= Zoe Norton Lodge =

Australian writer and television presenter

Zoe Norton Lodge is an Australian writer and television presenter.

==Career==
Zoe Norton Lodge is known for her work on ABC's satirical comedy programs The Hamster Wheel, and The Checkout. With Ben Jenkins she created the comedy show Story Club which became an ABC TV series in 2015. Norton Lodge, along with Kirsten Drysdale, wrote and presented The Checkout's segment, 'Gendered Marketing,' an analysis of sexism inherent in the way products are advertised, and 'What To Reject When You're Expecting,' a series on bogus pregnancy products. She was also a presenter on The Chaser election specials. Norton Lodge has also appeared as a guest on Win the Week, Plonk, The Elegant Gentleman's Guide to Knife Fighting, The Letdown and The Moodys.

In 2018-19, she was a regular presenter on Triple M, and has also presented on ABC Radio Sydney and Radio National.

In 2018, she co-wrote the Ding Dong I'm Gay web series with Tim Spencer. The series won an Australian Writer’s Guild AWGIE Award in 2021

In 2020 she hosted the ABC show Reputation Rehab with Kirsten Drysdale, looking at the culture around public shame.

Norton Lodge has published a collection of short stories 'Almost Sincerely' and collaborated with her sister Georgia Norton Lodge, an illustrator, on four children's books in the Elizabella series.

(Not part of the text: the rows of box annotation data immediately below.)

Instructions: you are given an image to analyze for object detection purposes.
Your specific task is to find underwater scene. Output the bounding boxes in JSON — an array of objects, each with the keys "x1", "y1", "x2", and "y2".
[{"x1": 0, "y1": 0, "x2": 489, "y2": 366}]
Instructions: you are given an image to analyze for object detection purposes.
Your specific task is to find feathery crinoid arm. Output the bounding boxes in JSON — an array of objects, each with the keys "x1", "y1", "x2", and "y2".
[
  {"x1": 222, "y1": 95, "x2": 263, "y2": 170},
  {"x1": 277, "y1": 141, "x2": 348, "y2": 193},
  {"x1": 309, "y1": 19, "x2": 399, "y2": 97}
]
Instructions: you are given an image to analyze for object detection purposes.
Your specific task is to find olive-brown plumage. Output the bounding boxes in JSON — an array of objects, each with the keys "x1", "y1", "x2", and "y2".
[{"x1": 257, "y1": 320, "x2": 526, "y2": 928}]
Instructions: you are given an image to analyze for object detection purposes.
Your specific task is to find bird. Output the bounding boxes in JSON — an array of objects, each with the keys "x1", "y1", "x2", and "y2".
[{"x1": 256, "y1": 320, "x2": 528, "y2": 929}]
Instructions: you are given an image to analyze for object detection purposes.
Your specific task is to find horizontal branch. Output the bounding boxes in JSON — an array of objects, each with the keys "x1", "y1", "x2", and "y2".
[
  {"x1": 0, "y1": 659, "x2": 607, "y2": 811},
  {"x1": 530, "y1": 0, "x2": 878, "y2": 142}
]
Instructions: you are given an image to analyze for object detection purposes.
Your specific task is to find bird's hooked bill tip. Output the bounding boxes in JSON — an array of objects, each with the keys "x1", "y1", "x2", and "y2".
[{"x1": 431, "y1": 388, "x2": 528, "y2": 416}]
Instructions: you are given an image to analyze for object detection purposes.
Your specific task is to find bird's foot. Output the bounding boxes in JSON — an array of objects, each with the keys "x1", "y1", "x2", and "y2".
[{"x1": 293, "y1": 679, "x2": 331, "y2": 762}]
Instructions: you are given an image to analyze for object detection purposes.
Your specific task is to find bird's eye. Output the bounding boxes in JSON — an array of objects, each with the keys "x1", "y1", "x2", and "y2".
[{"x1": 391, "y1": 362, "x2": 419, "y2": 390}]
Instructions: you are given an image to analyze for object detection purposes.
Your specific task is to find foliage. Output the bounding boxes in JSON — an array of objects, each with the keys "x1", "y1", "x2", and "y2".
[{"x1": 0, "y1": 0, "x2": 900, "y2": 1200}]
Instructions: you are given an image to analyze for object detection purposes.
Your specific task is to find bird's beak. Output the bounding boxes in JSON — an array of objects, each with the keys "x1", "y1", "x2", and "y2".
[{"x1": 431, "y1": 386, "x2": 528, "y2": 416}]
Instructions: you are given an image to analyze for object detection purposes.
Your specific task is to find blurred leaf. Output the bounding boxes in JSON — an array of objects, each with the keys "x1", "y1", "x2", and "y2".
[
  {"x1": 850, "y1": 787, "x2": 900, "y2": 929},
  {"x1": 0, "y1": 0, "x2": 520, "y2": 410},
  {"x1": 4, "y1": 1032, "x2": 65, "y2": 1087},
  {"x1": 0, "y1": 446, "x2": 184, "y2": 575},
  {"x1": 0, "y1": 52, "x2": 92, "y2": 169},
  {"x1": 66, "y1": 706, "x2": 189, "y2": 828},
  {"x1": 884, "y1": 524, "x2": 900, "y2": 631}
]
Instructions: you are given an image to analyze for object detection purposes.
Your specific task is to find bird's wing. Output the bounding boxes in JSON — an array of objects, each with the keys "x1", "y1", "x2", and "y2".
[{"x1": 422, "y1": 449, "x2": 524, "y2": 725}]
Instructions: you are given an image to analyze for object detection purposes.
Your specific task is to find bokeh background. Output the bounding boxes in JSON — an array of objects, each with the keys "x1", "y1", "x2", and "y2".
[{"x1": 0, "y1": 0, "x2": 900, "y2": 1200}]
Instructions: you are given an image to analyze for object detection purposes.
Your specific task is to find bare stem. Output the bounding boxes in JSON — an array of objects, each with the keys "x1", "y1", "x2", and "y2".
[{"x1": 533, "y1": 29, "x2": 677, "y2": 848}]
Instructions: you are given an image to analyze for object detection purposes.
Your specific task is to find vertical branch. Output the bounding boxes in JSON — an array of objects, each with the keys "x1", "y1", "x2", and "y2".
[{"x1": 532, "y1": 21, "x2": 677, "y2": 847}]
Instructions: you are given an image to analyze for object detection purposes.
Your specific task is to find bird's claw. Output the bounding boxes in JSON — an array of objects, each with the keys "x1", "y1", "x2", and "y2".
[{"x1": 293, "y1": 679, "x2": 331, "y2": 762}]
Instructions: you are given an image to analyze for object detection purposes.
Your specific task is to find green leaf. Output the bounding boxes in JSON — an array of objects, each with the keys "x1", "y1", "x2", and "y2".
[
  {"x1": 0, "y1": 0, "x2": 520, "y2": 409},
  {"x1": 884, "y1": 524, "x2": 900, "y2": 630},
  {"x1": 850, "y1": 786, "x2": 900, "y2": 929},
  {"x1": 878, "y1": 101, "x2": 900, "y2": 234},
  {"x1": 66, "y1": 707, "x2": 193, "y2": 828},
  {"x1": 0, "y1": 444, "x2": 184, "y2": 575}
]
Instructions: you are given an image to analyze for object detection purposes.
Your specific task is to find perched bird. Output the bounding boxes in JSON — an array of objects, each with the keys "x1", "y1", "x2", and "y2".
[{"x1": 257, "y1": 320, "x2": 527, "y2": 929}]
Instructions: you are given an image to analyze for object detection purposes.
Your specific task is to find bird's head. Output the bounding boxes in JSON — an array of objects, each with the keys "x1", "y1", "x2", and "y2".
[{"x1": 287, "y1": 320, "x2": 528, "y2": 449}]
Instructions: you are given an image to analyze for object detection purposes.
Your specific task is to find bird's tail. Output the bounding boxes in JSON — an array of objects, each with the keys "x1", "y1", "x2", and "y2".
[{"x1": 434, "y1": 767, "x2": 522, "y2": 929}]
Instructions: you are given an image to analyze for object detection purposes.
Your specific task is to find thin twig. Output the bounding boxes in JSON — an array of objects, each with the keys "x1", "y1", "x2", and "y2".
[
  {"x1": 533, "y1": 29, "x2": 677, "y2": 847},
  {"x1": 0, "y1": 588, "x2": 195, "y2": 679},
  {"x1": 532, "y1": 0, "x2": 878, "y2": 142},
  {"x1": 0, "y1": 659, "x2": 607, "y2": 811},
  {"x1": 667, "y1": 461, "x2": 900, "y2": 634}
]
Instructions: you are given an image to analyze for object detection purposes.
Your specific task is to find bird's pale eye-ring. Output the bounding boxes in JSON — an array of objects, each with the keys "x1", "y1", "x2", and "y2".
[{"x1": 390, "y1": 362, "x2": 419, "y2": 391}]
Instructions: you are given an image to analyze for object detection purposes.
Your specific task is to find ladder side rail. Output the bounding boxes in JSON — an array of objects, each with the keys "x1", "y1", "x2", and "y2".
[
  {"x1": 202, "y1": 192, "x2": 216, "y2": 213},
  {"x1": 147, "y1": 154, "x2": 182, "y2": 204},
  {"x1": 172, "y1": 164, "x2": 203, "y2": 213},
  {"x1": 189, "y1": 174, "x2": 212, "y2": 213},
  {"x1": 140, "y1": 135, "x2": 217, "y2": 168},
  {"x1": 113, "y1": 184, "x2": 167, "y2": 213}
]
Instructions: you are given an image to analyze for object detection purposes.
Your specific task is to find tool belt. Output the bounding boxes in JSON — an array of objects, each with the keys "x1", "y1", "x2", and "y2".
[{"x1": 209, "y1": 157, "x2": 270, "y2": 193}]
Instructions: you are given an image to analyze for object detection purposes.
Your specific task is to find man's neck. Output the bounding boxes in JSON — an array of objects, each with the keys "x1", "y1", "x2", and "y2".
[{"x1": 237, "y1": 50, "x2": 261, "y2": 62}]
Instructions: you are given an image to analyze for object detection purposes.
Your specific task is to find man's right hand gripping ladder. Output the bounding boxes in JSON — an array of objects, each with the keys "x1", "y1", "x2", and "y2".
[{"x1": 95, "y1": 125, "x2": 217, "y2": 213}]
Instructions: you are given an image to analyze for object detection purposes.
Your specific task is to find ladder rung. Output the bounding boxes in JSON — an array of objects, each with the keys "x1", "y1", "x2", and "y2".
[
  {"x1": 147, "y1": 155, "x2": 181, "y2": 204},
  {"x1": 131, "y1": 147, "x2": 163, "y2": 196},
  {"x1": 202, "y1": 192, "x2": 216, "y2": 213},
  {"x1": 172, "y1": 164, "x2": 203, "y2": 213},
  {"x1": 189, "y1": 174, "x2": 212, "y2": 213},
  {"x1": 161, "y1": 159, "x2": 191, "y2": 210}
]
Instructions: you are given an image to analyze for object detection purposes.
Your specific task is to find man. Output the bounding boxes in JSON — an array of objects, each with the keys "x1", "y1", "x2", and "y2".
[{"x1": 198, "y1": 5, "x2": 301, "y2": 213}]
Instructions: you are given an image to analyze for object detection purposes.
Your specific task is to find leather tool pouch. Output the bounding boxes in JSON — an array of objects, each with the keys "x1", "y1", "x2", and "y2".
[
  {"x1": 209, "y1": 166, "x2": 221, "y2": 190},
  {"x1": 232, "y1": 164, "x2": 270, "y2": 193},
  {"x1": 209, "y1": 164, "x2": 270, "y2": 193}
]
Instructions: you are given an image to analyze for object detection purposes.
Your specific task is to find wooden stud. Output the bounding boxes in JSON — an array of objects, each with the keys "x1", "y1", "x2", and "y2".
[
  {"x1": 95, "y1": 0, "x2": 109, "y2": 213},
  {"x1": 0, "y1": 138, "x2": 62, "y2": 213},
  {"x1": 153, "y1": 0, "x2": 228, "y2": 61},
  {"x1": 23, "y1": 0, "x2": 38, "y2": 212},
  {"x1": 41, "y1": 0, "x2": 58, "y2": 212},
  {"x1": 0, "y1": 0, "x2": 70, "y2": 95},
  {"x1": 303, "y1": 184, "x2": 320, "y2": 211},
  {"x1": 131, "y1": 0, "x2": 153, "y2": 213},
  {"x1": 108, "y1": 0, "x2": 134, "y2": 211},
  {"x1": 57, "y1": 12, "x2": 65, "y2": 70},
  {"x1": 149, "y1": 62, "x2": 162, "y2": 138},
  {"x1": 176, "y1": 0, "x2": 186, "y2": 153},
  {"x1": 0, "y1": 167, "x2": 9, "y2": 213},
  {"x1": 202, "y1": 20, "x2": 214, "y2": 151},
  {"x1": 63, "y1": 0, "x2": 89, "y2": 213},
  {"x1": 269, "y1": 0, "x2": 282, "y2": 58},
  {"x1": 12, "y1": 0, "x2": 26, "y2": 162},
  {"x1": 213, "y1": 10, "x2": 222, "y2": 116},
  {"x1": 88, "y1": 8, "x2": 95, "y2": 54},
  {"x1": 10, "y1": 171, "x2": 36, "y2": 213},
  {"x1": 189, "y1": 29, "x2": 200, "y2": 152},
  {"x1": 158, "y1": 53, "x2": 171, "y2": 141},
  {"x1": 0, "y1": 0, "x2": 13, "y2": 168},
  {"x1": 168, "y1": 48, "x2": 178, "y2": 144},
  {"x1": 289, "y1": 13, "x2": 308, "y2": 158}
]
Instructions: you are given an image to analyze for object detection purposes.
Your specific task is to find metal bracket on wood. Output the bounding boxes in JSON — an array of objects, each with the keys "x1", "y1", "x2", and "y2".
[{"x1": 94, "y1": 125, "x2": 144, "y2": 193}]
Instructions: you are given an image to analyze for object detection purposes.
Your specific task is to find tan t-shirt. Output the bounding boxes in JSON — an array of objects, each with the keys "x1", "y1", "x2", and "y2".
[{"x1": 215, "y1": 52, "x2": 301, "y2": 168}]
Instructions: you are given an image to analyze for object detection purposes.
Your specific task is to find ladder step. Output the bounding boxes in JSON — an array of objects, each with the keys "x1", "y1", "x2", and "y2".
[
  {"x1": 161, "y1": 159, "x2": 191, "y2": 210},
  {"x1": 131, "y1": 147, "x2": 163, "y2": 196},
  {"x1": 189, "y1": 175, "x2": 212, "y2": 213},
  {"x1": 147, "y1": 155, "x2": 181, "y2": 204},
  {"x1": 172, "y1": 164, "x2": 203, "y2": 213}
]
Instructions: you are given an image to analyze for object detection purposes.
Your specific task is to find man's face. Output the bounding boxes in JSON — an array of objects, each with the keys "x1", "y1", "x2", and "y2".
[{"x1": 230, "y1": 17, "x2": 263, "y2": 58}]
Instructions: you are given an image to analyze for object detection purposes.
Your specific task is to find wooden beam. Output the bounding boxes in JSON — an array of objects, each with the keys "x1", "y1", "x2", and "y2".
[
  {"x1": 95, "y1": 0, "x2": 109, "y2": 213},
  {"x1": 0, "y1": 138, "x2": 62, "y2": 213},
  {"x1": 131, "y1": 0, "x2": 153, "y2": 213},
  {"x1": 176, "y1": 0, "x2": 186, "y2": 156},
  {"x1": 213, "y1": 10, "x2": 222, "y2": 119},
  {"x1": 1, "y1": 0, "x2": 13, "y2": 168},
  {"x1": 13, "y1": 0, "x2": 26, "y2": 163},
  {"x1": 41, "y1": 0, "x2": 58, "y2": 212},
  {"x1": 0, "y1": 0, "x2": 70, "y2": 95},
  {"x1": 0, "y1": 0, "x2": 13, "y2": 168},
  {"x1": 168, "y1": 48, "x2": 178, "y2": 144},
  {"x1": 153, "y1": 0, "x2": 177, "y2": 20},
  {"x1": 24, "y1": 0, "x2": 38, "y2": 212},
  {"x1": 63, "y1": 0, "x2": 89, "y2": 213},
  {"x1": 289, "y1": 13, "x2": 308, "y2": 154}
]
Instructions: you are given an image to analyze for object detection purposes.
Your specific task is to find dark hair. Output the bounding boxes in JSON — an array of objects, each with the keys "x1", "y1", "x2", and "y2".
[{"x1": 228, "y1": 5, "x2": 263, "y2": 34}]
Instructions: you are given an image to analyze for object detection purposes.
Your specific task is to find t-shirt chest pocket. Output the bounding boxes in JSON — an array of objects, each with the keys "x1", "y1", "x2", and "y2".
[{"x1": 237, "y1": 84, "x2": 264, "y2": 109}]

In 2023, she co-developed the six-part BBC One comedy series Queen of Oz, starring English comedian Catherine Tate as the scandalous Princess Georgiana, a disgraced member of a fictional British Royal Family sent to rule Australia. She also co-wrote the episode titled "They Used to Oink at Me".

She is the Executive Producer and Series Editor for 'The Art Of..', a weekly arts television show, hosted by Namila Benson, that began airing on ABC TV (Australian TV channel) in June 2024. 'The Art Of...' is also broadcast on demand via ABC iView.

==Bibliography==
- Almost Sincerely (2015)
- Elizabella Meets Her Match (2018)
- Welcome to Story Club (2018, with Ben Jenkins)
- Elizabella and the Great Tuckshop Takeover (2019)
- Elizabella and the Haunting of Lizard Lake (2020)
- Elizabella Breaks A Leg (2020)

== Television writing credits ==

| Year | Title | Notes |
| 2012 | The Hamster Wheel | Additional writing |
| 2013 | The Hamster Decides | Additional writing |
| 2013–2015 | The Checkout | 39 episodes |
| 2014–2015 | The Chaser's Media Circus | 20 episodes |
| 2016 | The Chaser's Election Desk | 5 episodes |
| 2017 | The Letdown | Additional writing |
| 2019 | Skit Box | Developed by |
| 2020 | Ding Dong I'm Gay | 6 episodes |
| Reputation Rehab | 8 episodes |
| 2023 | Class of '07 |  |
| We Interrupt This Broadcast | 10 episodes |
| Year Of |  |
| Queen of Oz | Episode: "They Used to Oink at Me"; also co-developed by |

==Personal life==
She is married and has two children.